As a child in Davenport, Iowa, he showed early promise on the piano. By the age of seven he could play almost anything he heard by ear and by the age of 10 he was slipping away to play the calliope on the excursion boats on the riverfront. When he was 15 his brother brought home a Victrola and several records including "Tiger Rag" by the Original Dixieland Jazz Band and Bix was hooked. He taught himself to play the coronet by ear, adopting a non-standard fingering which some historians connect with his original sound.

When he was 18 he was sent away to boarding school. Until recently the standard take on that action was that his parents disapproved of his playing music, however, it has come to light that he was arrested on a charge of molesting the 5 year old daughter of a neighbor and his family may have sent him away to stay out of controversy. The charge was dropped but his biographer Jean Pierre Lion speculated that the arrest might have led to Beiderbecke feeling, "abandoned and ashamed...and a suspect of perversion." Other biographers and fans dismiss the importance of the event. Nevertheless, boarding school didn't suit him and he was soon thrown out for skipping class to go hear jazz bands and drink.

He joined and recorded with the "hot jazz" Wolverine Orchestra in 1923 and also began taking piano lessons from a young woman who introduced him to the works of Eastwood Lane whose style influenced Beiderbecke's only recorded piano piece "In a Mist." He joined Jean Goldkette's orchestra in 1924 but his "hot jazz" style of improvisation and inability to read music eventually lost him the job. That didn't stop him from recording on his own, putting out "Toddlin Blues" and "Davenport Blues" with members of Goldkette's band.
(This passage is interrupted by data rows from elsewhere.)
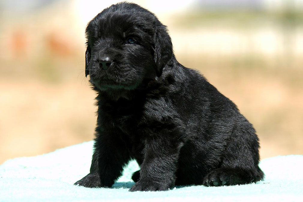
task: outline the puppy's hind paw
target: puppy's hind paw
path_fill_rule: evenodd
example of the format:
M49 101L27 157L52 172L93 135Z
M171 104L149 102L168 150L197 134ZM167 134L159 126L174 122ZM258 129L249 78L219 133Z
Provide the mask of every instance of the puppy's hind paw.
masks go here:
M170 187L166 183L139 180L130 188L129 191L166 191L168 190Z

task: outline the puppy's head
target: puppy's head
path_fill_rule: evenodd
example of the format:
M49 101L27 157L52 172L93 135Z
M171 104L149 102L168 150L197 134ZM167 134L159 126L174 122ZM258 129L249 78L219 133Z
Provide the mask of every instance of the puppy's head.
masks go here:
M160 76L173 56L166 27L134 4L104 9L89 22L86 34L85 76L101 90L135 89Z

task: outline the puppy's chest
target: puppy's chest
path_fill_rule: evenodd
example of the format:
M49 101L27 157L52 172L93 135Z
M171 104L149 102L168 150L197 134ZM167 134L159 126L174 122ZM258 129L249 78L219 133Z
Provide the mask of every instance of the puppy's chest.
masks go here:
M107 128L133 136L136 133L141 113L139 106L127 104L106 105L103 107L103 119Z

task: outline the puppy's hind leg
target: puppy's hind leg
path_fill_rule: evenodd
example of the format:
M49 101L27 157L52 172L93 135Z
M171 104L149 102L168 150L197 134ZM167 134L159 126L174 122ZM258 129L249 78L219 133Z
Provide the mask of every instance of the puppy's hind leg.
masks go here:
M132 176L132 179L135 182L137 182L139 181L140 178L140 170L137 170L134 172Z
M235 130L223 155L220 167L203 179L206 186L248 184L263 179L264 173L258 165L259 143L250 124Z

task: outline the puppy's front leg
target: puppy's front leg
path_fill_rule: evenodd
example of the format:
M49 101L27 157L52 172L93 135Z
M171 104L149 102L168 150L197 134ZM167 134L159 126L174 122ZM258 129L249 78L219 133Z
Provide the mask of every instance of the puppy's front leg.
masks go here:
M111 187L129 160L121 143L98 135L95 140L90 173L75 185L88 187Z
M130 191L163 191L175 186L181 144L168 136L149 136L145 140L140 179Z

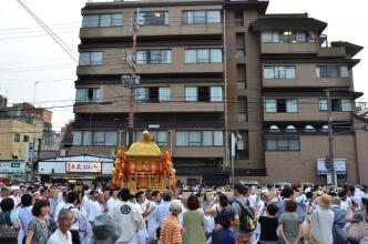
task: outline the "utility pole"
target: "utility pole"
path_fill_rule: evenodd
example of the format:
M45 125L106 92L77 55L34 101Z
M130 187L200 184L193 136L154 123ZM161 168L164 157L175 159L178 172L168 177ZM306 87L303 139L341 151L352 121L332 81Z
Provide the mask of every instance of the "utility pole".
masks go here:
M330 90L326 89L326 99L327 99L327 122L328 122L328 155L326 166L331 171L333 175L333 185L336 185L335 182L335 164L334 164L334 130L333 130L333 104Z
M133 129L134 129L134 96L135 96L135 85L140 84L140 77L135 75L136 72L136 35L140 27L140 9L136 10L135 17L132 19L132 32L133 32L133 47L132 51L125 52L125 61L132 68L132 74L122 75L123 87L130 89L130 102L129 102L129 122L127 122L127 133L129 133L129 142L127 145L133 144Z

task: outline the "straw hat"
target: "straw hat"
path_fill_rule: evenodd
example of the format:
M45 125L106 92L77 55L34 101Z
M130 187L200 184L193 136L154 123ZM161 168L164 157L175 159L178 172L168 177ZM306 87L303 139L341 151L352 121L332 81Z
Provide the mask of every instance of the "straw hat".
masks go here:
M331 206L331 197L329 195L323 194L316 199L319 207L328 210Z

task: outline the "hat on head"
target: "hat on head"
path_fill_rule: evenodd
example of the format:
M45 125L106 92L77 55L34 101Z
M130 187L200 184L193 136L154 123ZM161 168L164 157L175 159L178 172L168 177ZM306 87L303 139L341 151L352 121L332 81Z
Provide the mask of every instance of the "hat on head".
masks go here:
M319 207L321 209L329 209L331 206L331 197L329 195L321 195L316 199Z
M94 218L92 232L92 244L114 244L119 238L116 225L108 214L101 214Z
M12 186L10 187L10 191L17 191L17 190L20 190L18 185L12 185Z
M366 221L365 220L365 215L362 213L355 213L352 215L352 222L356 223L356 222L362 222L362 221Z
M95 191L94 191L94 190L91 190L91 191L89 192L89 195L90 195L90 196L94 196L94 195L95 195Z
M170 202L170 210L171 211L180 211L182 210L182 202L178 200L173 200Z
M103 192L101 191L94 191L94 195L98 196L98 195L103 195Z

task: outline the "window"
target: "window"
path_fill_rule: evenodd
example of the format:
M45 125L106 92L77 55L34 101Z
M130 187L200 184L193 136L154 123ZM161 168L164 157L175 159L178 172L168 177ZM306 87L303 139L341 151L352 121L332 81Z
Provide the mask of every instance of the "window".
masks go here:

He joined Frankie Trumbauer's Orchestra in 1925 and for the rest of his career Beiderbecke and Trumbauer remained close, Trumbauer becoming a supporter and father figure to the younger man. It was during this time he recorded his solo masterpiece "In a Mist" as well as some of his best work with Trumbauer and guitarist, Eddie Lang. He brushed up enough on his sight reading to re-join Goldkette's band for another brief stint before signing up as a soloist with Paul Whiteman's Orchestra.

Whiteman's orchestra was the most popular band of the 1920's and Beiderbecke enjoyed the money and prestige of playing for such a successful outfit but it didn't stop his drinking. By 1929 his drinking began to catch up with him. He suffered from delirium tremens and had a nervous breakdown while playing with Whiteman. He was sent back to Davenport to stay with his family and was eventually placed in rehab with Whiteman continuing to pay him full salary with a promise to save his seat in the band for him. Whiteman famously kept his seat empty in Beiderbecke's honor but he never returned to play with the band again.

In 1930 he returned to New York to make a few recordings with his friend Hoagy Carmichael under the name Bix Beiderbecke and his Orchestra. But mainly he stayed in his room in a Queens boarding house drinking a lot and working on three beautiful solo piano pieces he would never record. He died at the age of 28 from an alcoholic seizure.